“Girl, you better swing it! Push it, baby!” yelled Tyrone “the Bone” Proctor, an original “Soul Train” dancer who taught the crowd iconic dances.
The woman in hot pants pumped a little harder and swung her arms.
“Oh, my!” Proctor yelled. “Stop it! You are impressing me!”
To help celebrate its 40th anniversary, “Soul Train” — which began airing nationally in 1971 and became one of the longest-airing nationally syndicated first-run programs in television history — donated five signature props for the museum’s exhibitions “Musical Crossroads,” “Black Popular Culture” and “Make a Way Out of No Way.” The museum is set to be completed on the Mall in 2015.
The items that were donated: “Applause” signs, the 10-foot-wide neon “Soul Train” sign, the neon “Soul Train Awards” sign, silver African heads from the awards program, and the Scramble Board, on which dancers unscrambled word puzzles quickly, then broke out in dance.
Before the Smithsonian dance lesson, Lonnie G. Bunch, founding director of the museum, told the crowd: “I accept this donation on behalf of every teenager like me who tried but failed to dance like the dancers on ‘Soul Train.’ With this donation, it’s really clear — the Smithsonian just got hip!”
Bunch said the acquisition would help the museum tell the story of “Soul Train,” which turned shag-carpeted living rooms into dance floors as legions of wannabes tried waacking, popping, locking and the click-clack along with the “Soul Train” crew.

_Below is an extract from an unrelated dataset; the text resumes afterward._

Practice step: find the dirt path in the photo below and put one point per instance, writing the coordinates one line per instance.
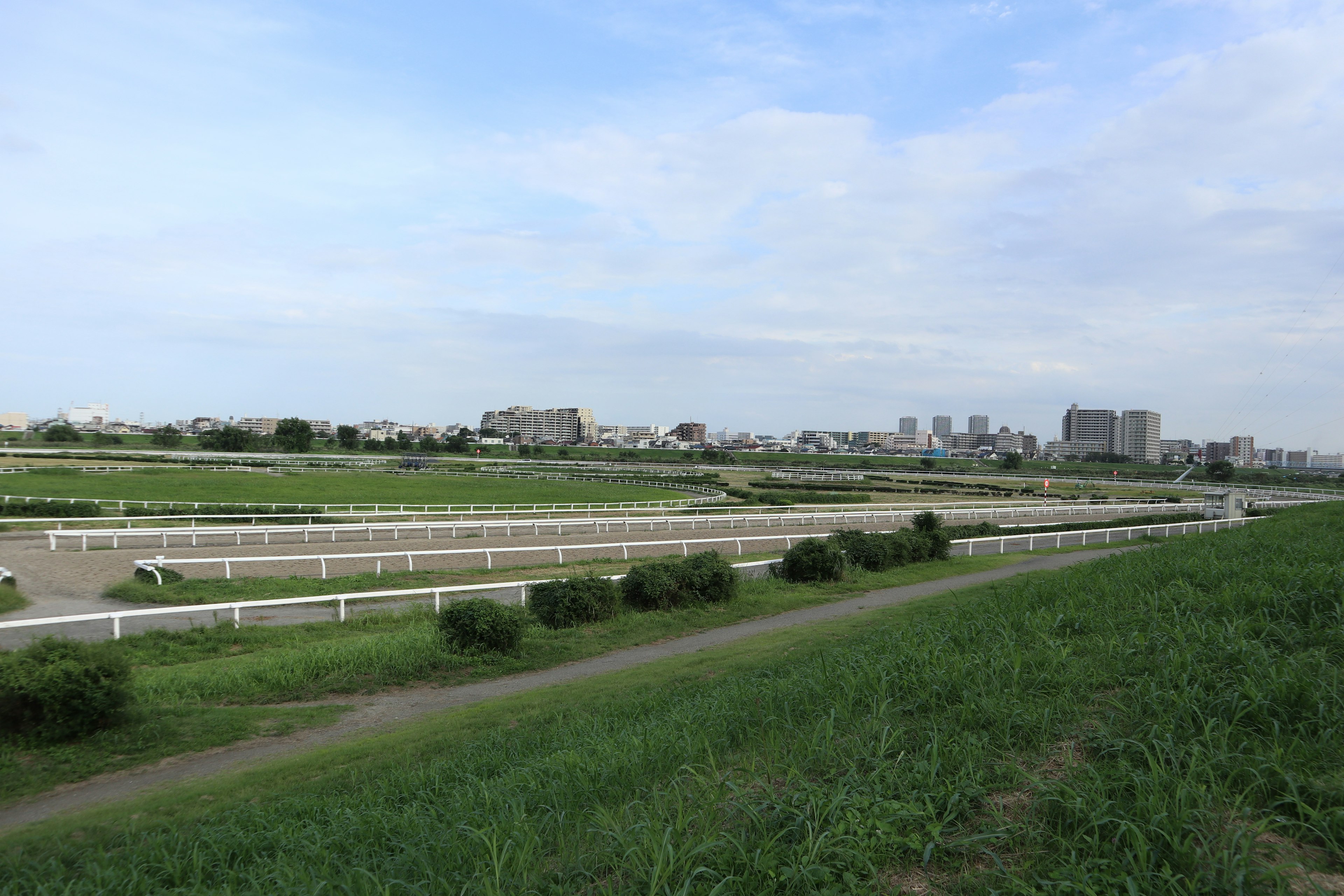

The show, which aired nationally until 2006, became symbolic of the “black is beautiful” era, which followed the civil rights movement and celebrated black empowerment and pride among African Americans.
Don Cornelius, the show’s host and founder who sported a perfect orb of an Afro, was the epitome of cool as he interviewed stars such as the Jackson 5, James Brown and Aretha Franklin.
The show became a cultural touchstone for Americans of all races, Bunch said. It “transmitted African American culture to an unbelievably broad audience. ‘Soul Train’ was around long enough to shape many generations. It became this interesting snapshot of several generations of African American culture and style.”
The celebration, which was part of the Smithsonian Folklife Festival’s“Rhythm and Blues: Tell It Like It Is” program, opened with a panel discussion, moderated by museum curator Tuliza Fleming, about the show’s influence on television, culture, advertising and race relations. Tony Cornelius attended to represent his father, who he said was honored by the Smithsonian’s acquisition.
Proctor credited Don Cornelius with helping to save African American music by giving black artists a national platform.
“For many people, ‘Soul Train’ was a lifestyle,” Proctor said. “People would get up on Saturday and nobody would be in the street because they would all be in the houses watching ‘Soul Train.’ For the kids who danced on there, we literally lived for the show.”
Kinshasha Holman Conwill, deputy director of the museum, donned an Afro wig and said, “How cool is that?”
And when the conversation ended, the “Soul Train” party began. Ahmir Khalib Thompson, a.k.a. Questlove, a DJ and drummer for the Roots, released a flurry of hits showcased on “Soul Train,” and the crowd exploded. It seemed not to matter whether one could keep a beat. “Soul Train” was forgiving.
Outside the tent, people joined in the spontaneous “Soul Train” line.
“You don’t have to worry who is watching you dance,” said Marlena Pheney, 33, an accountant from Fort Washington, “because everybody is dancing.”